The AI was able to generate:
- Complete UI pages with proper layout and event handling
- Business logic for locker operations (store, pickup, admin functions)
- Database schema and data access layer
- Hardware communication protocols (RS-485 lock board protocol)
- Multi-worker architecture with event-based communication
- Error handling and user feedback systems
Main Features
User Features
- Store Items: Select an available locker, set a 6-digit password, and store items
- Pick Items: Enter cabinet number and password to retrieve stored items
- Real-time Status: View available locker count on the home screen
- Countdown Timers: Automatic timeout for user operations
Administrative Features
- Locker Group Management: Configure multiple locker groups with custom ranges
- Manual Cabinet Control: Open individual cabinets or all cabinets at once
- Access Records: View paginated history of all store/pickup operations
- Time Settings: Manual system time configuration
- Password Management: Set and change administrator password
- Super Admin Access: UUID-based super admin password for emergency access
Project Structure
The complete source code for this application can be found here: GitHub Source Code
The application adopts a multi-worker architecture for separation of concerns:
smart_locker_offline/
├── app.dxproj # Project configuration
├── dxmodules/ # dejaOS modules (auto-downloaded)

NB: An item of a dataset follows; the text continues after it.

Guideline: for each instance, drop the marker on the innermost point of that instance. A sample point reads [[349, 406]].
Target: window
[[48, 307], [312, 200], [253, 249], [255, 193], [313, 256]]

├── resource/ # Application resources
│ ├── font/ # Font files for UI text
│ └── image/ # UI icons and images
├── src/
│ ├── main.js # Application entry point
│ ├── uiWorker.js # UI worker entry
│ ├── lock/ # Lock control module
│ │ ├── lockWorker.js # Lock hardware worker
│ │ ├── LockBoardProtocol.js # RS-485 protocol
│ │ ├── LockerDB.js # Database layer
│ │ └── LockerService.js # Business logic
│ └── pages/ # UI pages
│ ├── UIManager.js # Page stack manager
│ ├── HomePage.js # Main interface
│ ├── admin/ # Admin pages
│ └── user/ # User pages
└── .prompt/
└── main.md # Development guide (AI reference)
Worker Architecture
- Main Thread (
main.js): Hardware initialization (PWM, GPIO), database initialization, worker creation and coordination - UI Worker (
uiWorker.js): All UI rendering, user interaction, page navigation and lifecycle management - Lock Worker (
lockWorker.js): RS-485 serial communication, lock board protocol handling, hardware command execution
Core Technologies
- DejaOS UI System: Build native smooth interfaces using the
dxUiseries of components - EventBus & RPC: Cross-worker messaging and communication
- dxSqliteDB: SQLite database for persistent storage
- dxUart: Serial communication (RS-485) for lock control
- PWM Driver: Audio feedback via buzzer
- dxMap: Shared memory across workers
Database Schema
The application uses three main tables:
- config: System configuration (admin password, etc.)
- cabinet_status: Current status of each locker (occupied, password, timestamps)
- records: Historical records of all store/pickup operations
Hardware Requirements
- Device: DW200_V20
- Display: Touchscreen (480×320 resolution)
- Serial: RS-485 interface for lock control board
- Audio: PWM buzzer for user feedback
Getting Started
- Open the project in VSCode with DejaOS extension
- Ensure
app.dxprojis configured correctly - Click "Install" in the DejaOS extension to download required modules
- Deploy to target device
Initial Configuration
- Locker Groups: Configure locker groups via Admin Panel → Groups
- Admin Password: Set administrator password via Admin Panel → Admin PIN
- System Time: Configure time via Admin Panel → Time Settings
Tip: This application is designed for the DW200_V20 device with a screen resolution of 480×320. Most interface layouts and image resources are optimized for this resolution. While the core business logic is cross-device compatible, UI adaptation is required for devices with different resolutions.
This project demonstrates the feasibility of AI-assisted development for embedded systems. The entire codebase, architecture, and implementation were generated through iterative AI conversations, showcasing the potential of AI in complex software development scenarios.